As Chicago Schools Reopen, Teacher Scrambles To Keep Kids Safe
MICHEL MARTIN, HOST:
Now to Chicago, the country's third-largest school district, which plans to gradually start bringing students back to school this week. But given the current state of the pandemic, that makes some teachers nervous, like preschool teacher Kirstin Roberts.
KIRSTIN ROBERTS: So I was terrified, honestly, to see the reopening of schools in a school system like the Chicago Public Schools, which is really comprised of students who have been the hardest hit, who have been disproportionately impacted by this pandemic. But, you know, I talked to my colleagues and - who were the other preschool teachers who are being called back into the building, and we also don't want to lose our jobs. And what we decided to do was to show up at our school building but to teach - to continue to teach remotely outside.
MARTIN: This alternative plan is not without controversy. Chicago teachers could face disciplinary actions if they don't show up to teach in the classroom, which could lead to firings. And they can lose pay. Then there's the issue of teaching outside in the middle of a Chicago winter.
ROBERTS: It was cold (laughter). It was cold, and it started to snow just a little bit in the middle of it. It was about 28 degrees, I think. But it started to - you know, flurries, not heavy snow. And we had these blankets. And there's this picture of me - because the media was there. There's this one picture of me that appeared, and I've got this, like, blanket covering myself and my computer like I'm in a tent, and I'm teaching in the middle of this. And you know what was going through my head in the middle of that? - was, oh, my God, I'm going to get fired, and they're going to charge me for a new computer because the snow is going to short this thing out. So I was really trying to protect that piece of equipment.
MARTIN: Despite the challenges, Kirstin Roberts says that her colleagues and the community are committed to keeping people safe. She says the support has made remote teaching more bearable.
ROBERTS: We showed up to teach remotely outside, and they were there, too. Even though they didn't have to come in to work, they chose to do their remote learning day outdoors with us. And they had helped organize things like a parent meal train. So parents were bringing us coffee and hot chocolate and warm soup. They had put out the call for people to bring those little backyard firepits and wood, and people did that. Folks from the community even who are not parents at our school heard about us on the radio and came and dropped us off hand-warmers.

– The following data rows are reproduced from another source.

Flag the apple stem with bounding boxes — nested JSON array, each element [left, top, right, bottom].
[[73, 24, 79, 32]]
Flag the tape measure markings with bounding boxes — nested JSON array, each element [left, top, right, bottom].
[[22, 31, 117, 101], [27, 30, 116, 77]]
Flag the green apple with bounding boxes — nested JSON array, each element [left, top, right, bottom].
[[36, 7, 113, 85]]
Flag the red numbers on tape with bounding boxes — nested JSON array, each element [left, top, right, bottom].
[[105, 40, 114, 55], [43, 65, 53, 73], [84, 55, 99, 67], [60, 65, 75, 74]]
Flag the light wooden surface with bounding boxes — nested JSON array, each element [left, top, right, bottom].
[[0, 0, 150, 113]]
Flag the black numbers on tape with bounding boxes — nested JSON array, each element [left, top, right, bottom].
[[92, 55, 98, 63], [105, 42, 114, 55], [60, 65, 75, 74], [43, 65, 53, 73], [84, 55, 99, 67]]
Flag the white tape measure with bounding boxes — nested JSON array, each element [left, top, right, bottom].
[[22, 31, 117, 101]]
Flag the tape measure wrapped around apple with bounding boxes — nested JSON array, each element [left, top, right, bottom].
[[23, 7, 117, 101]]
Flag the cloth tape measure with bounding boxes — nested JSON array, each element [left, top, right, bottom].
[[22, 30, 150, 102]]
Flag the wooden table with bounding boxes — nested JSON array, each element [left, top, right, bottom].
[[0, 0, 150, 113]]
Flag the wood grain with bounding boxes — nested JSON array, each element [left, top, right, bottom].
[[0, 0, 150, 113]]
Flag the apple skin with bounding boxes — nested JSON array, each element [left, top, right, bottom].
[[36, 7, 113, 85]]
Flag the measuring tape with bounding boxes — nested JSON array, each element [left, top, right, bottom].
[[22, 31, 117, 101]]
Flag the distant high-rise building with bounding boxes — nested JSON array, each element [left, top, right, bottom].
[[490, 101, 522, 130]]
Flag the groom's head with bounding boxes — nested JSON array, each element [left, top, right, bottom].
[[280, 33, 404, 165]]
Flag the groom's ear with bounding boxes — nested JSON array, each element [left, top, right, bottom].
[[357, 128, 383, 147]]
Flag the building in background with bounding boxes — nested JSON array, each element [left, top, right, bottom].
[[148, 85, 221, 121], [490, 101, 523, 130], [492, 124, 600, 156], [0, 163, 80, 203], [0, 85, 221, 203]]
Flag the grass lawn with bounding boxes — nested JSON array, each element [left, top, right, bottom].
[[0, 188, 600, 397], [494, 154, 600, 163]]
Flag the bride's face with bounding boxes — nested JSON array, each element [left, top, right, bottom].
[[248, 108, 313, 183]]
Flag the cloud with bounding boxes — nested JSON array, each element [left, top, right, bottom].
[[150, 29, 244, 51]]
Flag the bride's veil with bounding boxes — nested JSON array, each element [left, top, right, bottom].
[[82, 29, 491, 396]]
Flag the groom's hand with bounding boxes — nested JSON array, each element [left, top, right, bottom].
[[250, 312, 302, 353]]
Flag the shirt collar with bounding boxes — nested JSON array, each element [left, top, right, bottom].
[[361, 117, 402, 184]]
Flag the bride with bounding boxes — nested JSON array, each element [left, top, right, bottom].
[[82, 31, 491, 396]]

MARTIN: As a preschool teacher, Kirstin Roberts' job is especially challenging because students in her class usually have never been to school before. And the curriculum is very hands-on, which is a challenge during remote learning. Still, she says she's found ways to cope.
ROBERTS: So we said, you know, next week, bring a cardboard box. And we spent several days just exploring what a cardboard box could become and encouraging imaginative play. And so, you know, we had our own cardboard boxes that we climbed inside of and modeled how we were pretending. And we really didn't have to model it because the kids were so immediately drawn to the possibility and potential of what a cardboard box could be transformed into. It was beautiful. You know, they became pirate ships and race cars and trains and houses and caves.
MARTIN: Kirstin Roberts says she hopes to get back into the classroom when she thinks it's safe. And she told us that she plans to continue putting pressure on the school board to make the classroom safe for everyone to return.